Home

Centrale Raad van Beroep, 05-01-2010, BK8610, 08-1268 WWB

Centrale Raad van Beroep, 05-01-2010, BK8610, 08-1268 WWB

Gegevens

Instantie
Centrale Raad van Beroep
Datum uitspraak
5 januari 2010
Datum publicatie
7 januari 2010
ECLI
ECLI:NL:CRVB:2010:BK8610
Zaaknummer
08-1268 WWB

Inhoudsindicatie

Intrekking en terugvordering bijstand: niet woonachtig op het opgegeven adres. Anders dan de rechtbank is de Raad van oordeel dat de onderzoeksbevindingen een toereikende grondslag bieden voor het standpunt van appellant dat betrokkene van 1 februari 2002 tot 19 oktober 2006 niet daadwerkelijk woonachtig was op het (opgegeven) adres. Waterverbruik. Meterstand is door betrokkene zelf doorgegeven.

Uitspraak

08/1268 WWB

Centrale Raad van Beroep

Meervoudige kamer

U I T S P R A A K

op het hoger beroep van:

het College van burgemeester en wethouders van de gemeente Wijchen (hierna: appellant),

tegen de uitspraak van de rechtbank Arnhem van 14 januari 2008, 07/2343 (hierna: aangevallen uitspraak),

in het geding tussen:

[betrokkene] (hierna: betrokkene)

en

appellant

Datum uitspraak: 5 januari 2010

I. PROCESVERLOOP

Appellant heeft hoger beroep ingesteld.

Namens betrokkene heeft mr. E.E.M. Messink, advocaat te Wijchen, een verweerschrift ingediend.

Het onderzoek ter zitting heeft plaatsgevonden op 24 november 2009. Appellant heeft zich niet laten vertegenwoordigen. Betrokkene is verschenen, bijgestaan door mr. J.G.H. Duivesteijn, advocaat te Wijchen.

II. OVERWEGINGEN

1. De Raad gaat uit van de volgende in dit geding van belang zijnde feiten en omstandigheden.
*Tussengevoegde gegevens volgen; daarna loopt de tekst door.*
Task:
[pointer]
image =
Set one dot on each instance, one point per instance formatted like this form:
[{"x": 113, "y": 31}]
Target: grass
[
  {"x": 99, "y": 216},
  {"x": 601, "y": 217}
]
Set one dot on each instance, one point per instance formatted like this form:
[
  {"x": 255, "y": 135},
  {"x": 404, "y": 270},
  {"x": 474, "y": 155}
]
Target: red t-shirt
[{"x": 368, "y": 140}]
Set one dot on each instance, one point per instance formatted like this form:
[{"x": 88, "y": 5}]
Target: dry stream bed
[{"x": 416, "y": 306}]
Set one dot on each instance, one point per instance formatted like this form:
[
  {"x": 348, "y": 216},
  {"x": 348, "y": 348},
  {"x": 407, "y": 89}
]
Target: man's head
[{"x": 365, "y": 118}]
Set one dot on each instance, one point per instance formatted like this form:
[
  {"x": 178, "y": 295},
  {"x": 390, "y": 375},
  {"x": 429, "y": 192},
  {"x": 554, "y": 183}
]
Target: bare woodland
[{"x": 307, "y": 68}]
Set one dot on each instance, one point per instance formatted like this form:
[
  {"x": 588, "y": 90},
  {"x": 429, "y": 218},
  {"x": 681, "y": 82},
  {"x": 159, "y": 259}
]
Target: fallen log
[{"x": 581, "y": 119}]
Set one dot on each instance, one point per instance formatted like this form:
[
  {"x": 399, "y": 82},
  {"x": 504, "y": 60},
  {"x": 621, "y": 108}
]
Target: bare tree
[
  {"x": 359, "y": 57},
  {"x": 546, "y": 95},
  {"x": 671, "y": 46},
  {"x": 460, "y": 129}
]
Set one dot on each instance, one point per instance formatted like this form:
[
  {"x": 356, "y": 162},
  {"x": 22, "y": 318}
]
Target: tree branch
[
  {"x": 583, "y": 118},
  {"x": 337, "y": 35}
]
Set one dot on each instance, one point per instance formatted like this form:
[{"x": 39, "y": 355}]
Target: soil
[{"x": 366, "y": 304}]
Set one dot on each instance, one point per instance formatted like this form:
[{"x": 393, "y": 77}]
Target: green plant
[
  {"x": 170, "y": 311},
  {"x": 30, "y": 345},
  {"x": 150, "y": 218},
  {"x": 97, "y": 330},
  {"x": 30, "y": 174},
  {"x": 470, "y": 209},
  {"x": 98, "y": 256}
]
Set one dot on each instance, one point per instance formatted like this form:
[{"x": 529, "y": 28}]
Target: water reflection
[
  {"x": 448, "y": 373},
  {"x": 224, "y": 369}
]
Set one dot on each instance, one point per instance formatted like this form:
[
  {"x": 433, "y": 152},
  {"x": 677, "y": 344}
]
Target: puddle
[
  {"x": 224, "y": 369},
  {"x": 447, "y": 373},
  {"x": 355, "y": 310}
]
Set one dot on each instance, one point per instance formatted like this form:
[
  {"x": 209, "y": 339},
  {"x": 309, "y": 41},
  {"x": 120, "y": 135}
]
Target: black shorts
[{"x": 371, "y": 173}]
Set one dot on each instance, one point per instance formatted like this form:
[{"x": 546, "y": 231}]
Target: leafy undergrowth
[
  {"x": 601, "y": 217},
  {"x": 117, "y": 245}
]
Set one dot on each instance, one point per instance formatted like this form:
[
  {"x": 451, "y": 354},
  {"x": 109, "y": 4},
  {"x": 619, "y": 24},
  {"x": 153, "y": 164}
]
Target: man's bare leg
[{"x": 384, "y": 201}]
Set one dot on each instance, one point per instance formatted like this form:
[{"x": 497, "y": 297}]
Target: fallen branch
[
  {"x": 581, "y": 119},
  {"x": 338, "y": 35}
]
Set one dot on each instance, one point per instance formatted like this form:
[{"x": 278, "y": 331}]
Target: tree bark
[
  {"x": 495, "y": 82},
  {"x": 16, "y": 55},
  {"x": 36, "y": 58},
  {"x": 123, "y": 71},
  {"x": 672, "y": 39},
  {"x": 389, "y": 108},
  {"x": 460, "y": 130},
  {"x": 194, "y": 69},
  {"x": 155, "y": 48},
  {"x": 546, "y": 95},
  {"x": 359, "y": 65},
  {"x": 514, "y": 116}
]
1.1. Betrokkene ontving sedert 1 september 1994 bijstand, laatstelijk op grond van de Wet werk en bijstand (WWB) naar de norm voor een alleenstaande. Hij heeft aan het College opgegeven woonachtig te zijn op het adres [adres] te Wijchen.

1.2. Uit een onderzoek naar het verbruik van water op onder andere het adres van betrokkene is gebleken dat over de periode 27 oktober 1997 tot 31 maart 2006 op het adres van betrokkene in totaal 130 m³ water is verbruikt. Naar aanleiding hiervan is bij appellant twijfel ontstaan of betrokkene woonachtig is op het door hem opgegeven adres en is door de Sociale Recherche een nader onderzoek ingesteld naar de rechtmatigheid van de aan betrokkene verleende bijstand. Op 19 oktober 2006 heeft een gesprek met betrokkene plaats gevonden en is een huisbezoek afgelegd. Op 31 oktober 2006 is nogmaals met betrokkene een gesprek gevoerd. De bevindingen van deze onderzoeken zijn neergelegd in een rapport van 23 oktober 2006 en een rapport van 2 november 2006.

1.3. De resultaten van het onderzoek zijn voor appellant aanleiding geweest om bij besluit van 17 november 2006 de bijstand van betrokkene over de periode van 1 oktober 1997 tot 1 oktober 2006 in te trekken en met ingang van 1 oktober 2006 te beëindigen (lees: in te trekken). Voorts heeft appellant de kosten van de verleende bijstand tot een bedrag van € 95.292,19 van betrokkene teruggevorderd. Appellant heeft aan zijn besluitvorming ten grondslag gelegd dat uit het onderzoek blijkt dat betrokkene sedert 1 oktober 1997 niet zijn hoofdverblijf heeft gehad op het door hem opgegeven adres en daardoor niet heeft voldaan aan de op hem rustende inlichtingenverplichting, als gevolg waarvan niet kan worden vastgesteld of betrokkene gedurende de hiervoor genoemde periode recht had op bijstand.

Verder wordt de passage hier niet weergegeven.